L’accent est mis sur l’action
Un jeu trop casual

L’évolution des personnages reste simple: les combats rapportent de l’expérience qui permet de de prendre des niveaux. Ensuite c’est au tour des matérias, toutes celles équipées prennent des points spécifiques selon les ennemis éliminés. Puis, grosse nouveauté pour le jeu, l’évolution des armes par un sphérier fait son apparition. Ce dernier avait été introduit dans le dixième opus de la série, puis retravaillé pour le XIII. Le nombre d’arme disponible par personnage s’en trouve largement amputé, mais offre certaines flexibilités qui n’existaient pas dans le jeu de 1997. Chaque fois qu’un personnage prend un niveau, il obtient des points qu’il peut mettre dans ses armes afin d’acquérir des statistiques bonus. Tout cela rend le jeu beaucoup trop facile, le casual prendra plaisir à cela, mais pour un hardcore gamer, le challenge sera des plus faibles.

Un monde magnifique, oui mais…

Final Fantasy VII passe bien sûr par la case du remaniement graphique, un véritable travail artistique a été réalisé afin de donner vie à ce jeu. Les effets de lumière, les magies, le travail sur les personnages, et bien d’autres choses encore, ont de ce remake une claque visuelle. Mais, comme chaque œuvre, Final Fantasy VII Remake possède lui aussi ses zones d’ombre. De nombreux problèmes de textures apparaissent, gâchant l’émerveillement devant la technicité du titre, le niveau de détail des PNJ s’en trouvent amoindri. Lors des phases de discussion pour prendre une quête ou pour faire avancer l’histoire, la pauvreté de l’animation des personnages est remarquable. La caméra est trop statique peut-être pour coller au matériau de base…

Le niveau de détails ainsi que la gestion des ombres et des lumières sont impressionnants
Des nouveautés insipides

Des nouveaux quartiers ainsi que des pans d’histoire exclusifs apparaissent, approfondissant le background des personnages même secondaires. Ce travail mérite des salutations puisqu’il permet au joueur de plonger plus au cœur de la narration. Cependant, encore une fois, le jeu n’est pas maîtrisé. Si l’ajout de certains éléments reste une bonne idée, la nécessité de ces scènes est à remettre en question.
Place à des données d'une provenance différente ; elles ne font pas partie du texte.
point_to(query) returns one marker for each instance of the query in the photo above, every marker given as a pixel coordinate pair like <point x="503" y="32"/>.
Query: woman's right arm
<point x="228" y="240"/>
Étant donné que le jeu s’oriente A-RPG, ces ajouts servent surtout de prétextes à mener des combats parfois longs et sans grand intérêt.

Les dangers du remake

Un remake, comme son nom l’indique, est loin d’un remastered. Il propose une relecture intégrale de l’histoire en offrant un nouveau de point de vue, ainsi que des innovations. Square a bien compris cela, mais a sans doute été trop loin, pour pouvoir contenter tous les joueurs. Mais à vouloir plaire à trop de monde, le jeu s’en trouve dénaturé et éloigne la communauté des fans de Final Fantasy VII. Ce titre, par bien des aspects, est un jeu dans l’univers du VII, mais n’est pas le remake tant attendu. Pour ma part, je lui donne un 14/20, le jeu offrant une expérience des plus plaisantes, mais souffrant de trop de soucis pour obtenir une meilleure note, notamment cette linéarité qui bride les joueurs.